Officials hope tying the size of fees to level of retired pay will soften resistance in Congress. Also, this year’s plan would exempt from any fee increases the survivors of members who die on active duty and persons medically retired from service. And the department no longer is asking that TRICARE fees be adjusted annually based on medical inflation.
That concession to use retiree COLAs instead might be less than it appears. The Obama budget proposes, as part of a larger debt-reduction deal, that all federal COLAs, including for social security, veteran benefits and retirement plans, switch to a “chain” Consumer Price Index to measure inflation. This CPI would save the billions of dollars annually by shaving every COLA by a fraction of a percentage point.
Obama’s support for it is conditional; Republicans must agree to close some corporate tax loopholes and to raise taxes on the wealthy. Still, Obama support of chain CPI has drawn fire from some Democrats and liberals in Congress. Sen. Bernie Sanders, an independent from Vermont who chairs the veterans affairs committee, added language to the Senate’s non-binding budget resolution to oppose it. If the chain CPI is adopted, said Sanders, “veterans who started receiving VA disability benefits at age 30 would have their benefits reduced by $1,425 (a year by) age 45.”
In unveiling the 2014 defense budget request, Defense Secretary Chuck Hagel said the smaller pay raises and TRICARE changes would save $1.4 billion next year and $12.8 billion over just five years.
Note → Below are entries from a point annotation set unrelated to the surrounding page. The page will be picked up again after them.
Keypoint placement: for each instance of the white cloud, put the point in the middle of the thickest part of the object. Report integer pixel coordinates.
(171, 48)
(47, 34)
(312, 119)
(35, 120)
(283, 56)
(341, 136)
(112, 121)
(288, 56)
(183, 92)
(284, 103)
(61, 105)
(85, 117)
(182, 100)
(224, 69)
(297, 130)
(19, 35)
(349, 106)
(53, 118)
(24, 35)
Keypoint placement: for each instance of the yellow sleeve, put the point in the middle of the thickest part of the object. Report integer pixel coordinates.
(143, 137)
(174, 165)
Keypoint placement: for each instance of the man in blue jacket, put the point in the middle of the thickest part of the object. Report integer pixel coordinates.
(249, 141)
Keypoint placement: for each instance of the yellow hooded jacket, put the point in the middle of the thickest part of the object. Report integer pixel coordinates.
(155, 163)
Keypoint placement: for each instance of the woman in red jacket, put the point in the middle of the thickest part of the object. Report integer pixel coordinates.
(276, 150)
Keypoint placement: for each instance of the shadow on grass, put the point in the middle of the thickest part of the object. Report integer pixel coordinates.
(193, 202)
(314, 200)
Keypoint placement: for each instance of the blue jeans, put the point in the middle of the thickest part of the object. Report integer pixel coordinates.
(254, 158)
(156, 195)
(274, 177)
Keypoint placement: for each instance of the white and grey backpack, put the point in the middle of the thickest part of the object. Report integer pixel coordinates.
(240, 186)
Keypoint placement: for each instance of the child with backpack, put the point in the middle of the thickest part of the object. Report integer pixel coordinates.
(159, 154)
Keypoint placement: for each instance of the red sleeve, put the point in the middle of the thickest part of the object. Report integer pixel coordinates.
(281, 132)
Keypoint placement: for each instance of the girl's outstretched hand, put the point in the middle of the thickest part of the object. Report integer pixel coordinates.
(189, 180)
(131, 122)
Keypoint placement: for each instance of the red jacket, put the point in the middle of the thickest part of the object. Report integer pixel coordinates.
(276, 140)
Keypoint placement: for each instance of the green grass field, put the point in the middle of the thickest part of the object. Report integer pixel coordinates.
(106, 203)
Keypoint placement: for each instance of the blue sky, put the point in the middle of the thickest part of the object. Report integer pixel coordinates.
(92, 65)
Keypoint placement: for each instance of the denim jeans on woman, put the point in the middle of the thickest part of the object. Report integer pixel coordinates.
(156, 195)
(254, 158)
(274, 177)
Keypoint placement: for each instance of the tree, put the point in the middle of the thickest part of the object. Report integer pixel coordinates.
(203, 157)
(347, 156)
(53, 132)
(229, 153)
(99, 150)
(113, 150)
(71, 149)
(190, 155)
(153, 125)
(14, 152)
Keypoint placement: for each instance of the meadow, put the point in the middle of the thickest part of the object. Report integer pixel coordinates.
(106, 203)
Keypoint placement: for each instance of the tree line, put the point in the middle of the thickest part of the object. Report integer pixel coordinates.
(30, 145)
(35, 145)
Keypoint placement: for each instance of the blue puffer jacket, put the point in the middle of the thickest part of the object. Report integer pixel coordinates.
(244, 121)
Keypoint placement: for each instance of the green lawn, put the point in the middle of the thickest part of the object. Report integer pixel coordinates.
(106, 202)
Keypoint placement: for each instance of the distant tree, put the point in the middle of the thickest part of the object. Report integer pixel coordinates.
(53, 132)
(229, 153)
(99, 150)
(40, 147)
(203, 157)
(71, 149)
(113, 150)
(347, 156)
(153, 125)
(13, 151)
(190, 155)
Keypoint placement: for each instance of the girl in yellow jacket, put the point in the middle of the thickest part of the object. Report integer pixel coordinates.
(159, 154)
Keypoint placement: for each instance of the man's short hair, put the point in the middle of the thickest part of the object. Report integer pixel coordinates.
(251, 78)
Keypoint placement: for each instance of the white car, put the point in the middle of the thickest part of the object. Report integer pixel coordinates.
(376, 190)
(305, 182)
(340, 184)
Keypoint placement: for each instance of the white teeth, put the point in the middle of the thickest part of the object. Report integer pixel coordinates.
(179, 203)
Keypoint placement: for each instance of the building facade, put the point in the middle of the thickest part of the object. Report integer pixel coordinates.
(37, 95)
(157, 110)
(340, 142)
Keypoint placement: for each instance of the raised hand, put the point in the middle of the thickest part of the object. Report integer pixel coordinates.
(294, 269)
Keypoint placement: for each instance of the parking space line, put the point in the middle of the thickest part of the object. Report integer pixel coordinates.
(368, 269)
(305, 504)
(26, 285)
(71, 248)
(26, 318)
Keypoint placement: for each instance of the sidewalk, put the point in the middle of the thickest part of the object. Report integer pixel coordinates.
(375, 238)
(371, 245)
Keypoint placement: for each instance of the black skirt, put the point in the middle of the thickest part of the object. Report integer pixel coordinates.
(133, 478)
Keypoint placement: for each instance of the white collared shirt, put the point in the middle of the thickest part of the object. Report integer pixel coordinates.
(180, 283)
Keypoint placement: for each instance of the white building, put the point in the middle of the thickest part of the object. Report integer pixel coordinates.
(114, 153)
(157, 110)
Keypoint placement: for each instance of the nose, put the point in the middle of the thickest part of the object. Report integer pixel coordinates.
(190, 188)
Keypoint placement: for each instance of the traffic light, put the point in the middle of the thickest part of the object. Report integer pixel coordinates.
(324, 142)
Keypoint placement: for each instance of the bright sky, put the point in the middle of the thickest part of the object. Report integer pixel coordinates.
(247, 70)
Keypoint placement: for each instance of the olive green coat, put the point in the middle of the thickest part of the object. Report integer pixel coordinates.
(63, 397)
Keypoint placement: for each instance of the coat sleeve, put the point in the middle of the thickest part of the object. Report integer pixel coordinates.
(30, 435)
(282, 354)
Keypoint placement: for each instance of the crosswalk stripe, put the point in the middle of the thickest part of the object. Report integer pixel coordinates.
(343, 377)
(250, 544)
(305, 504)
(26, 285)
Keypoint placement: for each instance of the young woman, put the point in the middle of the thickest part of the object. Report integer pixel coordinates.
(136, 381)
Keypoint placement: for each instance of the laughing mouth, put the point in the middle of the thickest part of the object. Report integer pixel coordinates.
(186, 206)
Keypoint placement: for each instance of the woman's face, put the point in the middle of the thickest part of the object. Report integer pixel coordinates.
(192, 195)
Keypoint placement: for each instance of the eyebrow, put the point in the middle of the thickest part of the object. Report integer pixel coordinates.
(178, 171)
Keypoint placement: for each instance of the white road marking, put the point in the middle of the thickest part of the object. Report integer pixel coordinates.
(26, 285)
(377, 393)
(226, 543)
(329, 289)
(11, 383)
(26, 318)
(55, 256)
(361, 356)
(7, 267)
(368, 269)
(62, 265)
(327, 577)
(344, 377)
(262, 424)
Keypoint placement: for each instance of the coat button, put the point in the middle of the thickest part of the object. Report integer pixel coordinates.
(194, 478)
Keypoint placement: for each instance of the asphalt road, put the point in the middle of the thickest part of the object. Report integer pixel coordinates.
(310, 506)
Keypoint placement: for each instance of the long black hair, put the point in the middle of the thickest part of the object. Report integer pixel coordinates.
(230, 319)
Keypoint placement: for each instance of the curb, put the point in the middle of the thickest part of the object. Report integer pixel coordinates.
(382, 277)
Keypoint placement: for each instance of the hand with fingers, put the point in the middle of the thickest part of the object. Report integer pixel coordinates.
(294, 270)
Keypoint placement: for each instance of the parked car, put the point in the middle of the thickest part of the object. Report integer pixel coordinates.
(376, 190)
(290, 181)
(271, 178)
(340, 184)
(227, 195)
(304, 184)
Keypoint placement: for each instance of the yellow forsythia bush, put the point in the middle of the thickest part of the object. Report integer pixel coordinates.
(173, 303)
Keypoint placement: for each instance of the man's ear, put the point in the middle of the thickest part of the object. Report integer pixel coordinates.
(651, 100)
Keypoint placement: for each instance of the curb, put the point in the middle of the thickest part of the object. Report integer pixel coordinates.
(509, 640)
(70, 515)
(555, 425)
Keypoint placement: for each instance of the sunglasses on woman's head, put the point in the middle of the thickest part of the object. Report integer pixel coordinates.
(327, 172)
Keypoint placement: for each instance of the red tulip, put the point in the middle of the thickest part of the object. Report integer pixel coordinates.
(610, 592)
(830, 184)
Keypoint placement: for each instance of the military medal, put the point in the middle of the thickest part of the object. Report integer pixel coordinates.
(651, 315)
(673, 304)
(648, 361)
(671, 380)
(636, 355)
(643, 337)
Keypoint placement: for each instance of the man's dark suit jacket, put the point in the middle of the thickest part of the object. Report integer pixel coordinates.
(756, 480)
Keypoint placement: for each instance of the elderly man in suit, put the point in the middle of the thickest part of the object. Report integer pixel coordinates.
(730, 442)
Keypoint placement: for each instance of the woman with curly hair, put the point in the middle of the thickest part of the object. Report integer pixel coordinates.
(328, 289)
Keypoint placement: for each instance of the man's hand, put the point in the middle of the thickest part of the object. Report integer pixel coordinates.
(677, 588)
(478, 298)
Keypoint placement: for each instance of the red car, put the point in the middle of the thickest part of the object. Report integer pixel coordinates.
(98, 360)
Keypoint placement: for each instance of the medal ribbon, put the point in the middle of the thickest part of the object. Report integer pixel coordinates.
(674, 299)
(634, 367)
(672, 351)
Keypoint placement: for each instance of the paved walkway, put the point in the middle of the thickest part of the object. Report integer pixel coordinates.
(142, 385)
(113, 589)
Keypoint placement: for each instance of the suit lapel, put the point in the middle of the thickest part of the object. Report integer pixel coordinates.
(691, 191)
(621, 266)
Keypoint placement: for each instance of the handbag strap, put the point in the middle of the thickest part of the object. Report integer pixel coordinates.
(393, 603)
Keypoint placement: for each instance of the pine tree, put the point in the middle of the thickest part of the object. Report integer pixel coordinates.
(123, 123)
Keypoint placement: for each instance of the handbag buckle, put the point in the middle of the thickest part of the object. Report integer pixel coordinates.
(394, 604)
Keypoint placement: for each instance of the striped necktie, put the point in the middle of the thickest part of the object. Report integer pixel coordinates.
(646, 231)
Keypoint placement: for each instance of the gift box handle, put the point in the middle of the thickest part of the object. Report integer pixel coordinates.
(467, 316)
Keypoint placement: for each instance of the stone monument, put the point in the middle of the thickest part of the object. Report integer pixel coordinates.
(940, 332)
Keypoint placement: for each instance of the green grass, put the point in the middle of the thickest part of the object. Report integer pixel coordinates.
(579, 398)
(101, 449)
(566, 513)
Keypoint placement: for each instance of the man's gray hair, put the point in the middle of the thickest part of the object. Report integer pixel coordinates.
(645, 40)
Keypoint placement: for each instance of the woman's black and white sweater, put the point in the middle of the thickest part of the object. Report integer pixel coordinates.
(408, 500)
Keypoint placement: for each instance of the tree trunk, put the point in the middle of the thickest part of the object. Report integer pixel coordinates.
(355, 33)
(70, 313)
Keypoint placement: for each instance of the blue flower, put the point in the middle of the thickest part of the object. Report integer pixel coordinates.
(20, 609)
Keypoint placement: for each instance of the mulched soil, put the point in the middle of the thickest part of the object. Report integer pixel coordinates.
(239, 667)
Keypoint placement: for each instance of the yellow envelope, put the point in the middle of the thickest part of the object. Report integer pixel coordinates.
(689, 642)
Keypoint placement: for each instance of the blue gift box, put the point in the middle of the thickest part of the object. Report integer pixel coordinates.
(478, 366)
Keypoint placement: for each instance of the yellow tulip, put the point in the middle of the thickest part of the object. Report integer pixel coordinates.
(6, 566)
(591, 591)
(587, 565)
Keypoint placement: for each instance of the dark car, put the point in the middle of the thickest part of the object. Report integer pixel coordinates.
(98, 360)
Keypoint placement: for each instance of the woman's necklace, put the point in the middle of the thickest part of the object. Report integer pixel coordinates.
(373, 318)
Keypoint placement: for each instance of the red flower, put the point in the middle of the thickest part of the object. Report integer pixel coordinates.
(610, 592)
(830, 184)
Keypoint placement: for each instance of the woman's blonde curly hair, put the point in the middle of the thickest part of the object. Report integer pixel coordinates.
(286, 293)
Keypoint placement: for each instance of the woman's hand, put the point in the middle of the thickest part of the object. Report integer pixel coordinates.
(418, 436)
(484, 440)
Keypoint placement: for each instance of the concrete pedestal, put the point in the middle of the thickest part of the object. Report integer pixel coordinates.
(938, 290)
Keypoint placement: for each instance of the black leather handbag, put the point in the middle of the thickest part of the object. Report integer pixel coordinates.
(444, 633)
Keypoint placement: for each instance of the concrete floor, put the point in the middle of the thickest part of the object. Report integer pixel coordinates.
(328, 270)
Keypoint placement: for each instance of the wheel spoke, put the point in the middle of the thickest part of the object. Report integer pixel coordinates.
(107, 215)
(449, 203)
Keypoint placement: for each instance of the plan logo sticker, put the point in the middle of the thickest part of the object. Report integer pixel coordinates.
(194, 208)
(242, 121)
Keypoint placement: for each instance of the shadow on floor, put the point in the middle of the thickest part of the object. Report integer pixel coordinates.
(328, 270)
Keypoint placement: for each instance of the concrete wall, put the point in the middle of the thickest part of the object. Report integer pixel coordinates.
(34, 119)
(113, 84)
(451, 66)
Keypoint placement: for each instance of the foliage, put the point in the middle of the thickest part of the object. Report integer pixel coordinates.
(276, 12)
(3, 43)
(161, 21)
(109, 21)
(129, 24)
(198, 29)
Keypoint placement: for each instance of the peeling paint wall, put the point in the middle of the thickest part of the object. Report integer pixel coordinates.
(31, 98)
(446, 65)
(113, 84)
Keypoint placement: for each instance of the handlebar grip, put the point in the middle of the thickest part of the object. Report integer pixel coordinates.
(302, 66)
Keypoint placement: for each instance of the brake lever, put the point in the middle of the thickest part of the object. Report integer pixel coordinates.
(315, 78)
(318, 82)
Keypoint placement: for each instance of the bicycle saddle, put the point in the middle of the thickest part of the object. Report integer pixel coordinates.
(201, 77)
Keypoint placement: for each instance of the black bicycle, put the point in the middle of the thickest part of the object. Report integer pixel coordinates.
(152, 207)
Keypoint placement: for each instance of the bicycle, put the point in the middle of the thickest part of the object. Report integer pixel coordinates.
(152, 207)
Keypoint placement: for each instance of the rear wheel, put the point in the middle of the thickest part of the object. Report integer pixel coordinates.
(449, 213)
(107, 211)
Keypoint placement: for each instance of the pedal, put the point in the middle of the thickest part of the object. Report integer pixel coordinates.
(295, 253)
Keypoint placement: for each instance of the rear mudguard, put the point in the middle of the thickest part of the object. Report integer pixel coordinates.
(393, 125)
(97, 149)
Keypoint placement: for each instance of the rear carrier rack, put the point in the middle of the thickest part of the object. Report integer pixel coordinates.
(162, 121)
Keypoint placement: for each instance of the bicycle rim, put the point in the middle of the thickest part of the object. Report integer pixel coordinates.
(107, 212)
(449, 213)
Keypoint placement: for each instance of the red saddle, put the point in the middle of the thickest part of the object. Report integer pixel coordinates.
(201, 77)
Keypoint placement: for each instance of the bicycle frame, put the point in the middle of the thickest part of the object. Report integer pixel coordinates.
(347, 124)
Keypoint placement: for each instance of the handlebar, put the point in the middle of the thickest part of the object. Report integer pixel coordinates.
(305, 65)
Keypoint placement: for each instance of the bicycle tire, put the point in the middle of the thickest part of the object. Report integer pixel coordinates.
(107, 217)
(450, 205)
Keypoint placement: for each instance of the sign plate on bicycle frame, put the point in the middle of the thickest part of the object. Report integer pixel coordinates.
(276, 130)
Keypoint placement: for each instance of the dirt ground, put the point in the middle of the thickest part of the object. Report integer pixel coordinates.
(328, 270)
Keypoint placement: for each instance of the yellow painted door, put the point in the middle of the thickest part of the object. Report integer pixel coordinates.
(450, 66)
The TRICARE changes, he said, would “bring the beneficiary’s cost-share closer to the levels envisioned when the program was first implemented.”
In 1996, officials said, retirees covered 27 percent of total TRICARE costs with enrollment fees, deductibles or co-payments. Today, their out-of-pocket costs cover only 11 percent.
Asked to recall how hard it was to vote for higher TRICARE fees when he was a senator, Hagel said times are different now. When he left Congress in 2009 the global financial crisis was just beginning. Today, the Department of Defense is struggling with $41 billion in automatic cuts this year from budget sequestration. It faces $500 billion in more cuts over the next decade if the administration and Congress can’t partner on a solution.
The $527 billion defense budget for 2014 assumes that a large debt-reduction deal is reached and sequestration ends. The defense share of the deal would be $150 billion in cuts over the decade versus $500 billion under sequestration. If slowing compensation growth isn’t as part of that $150 billion cut, Defense officials said, deeper force cuts are inevitable.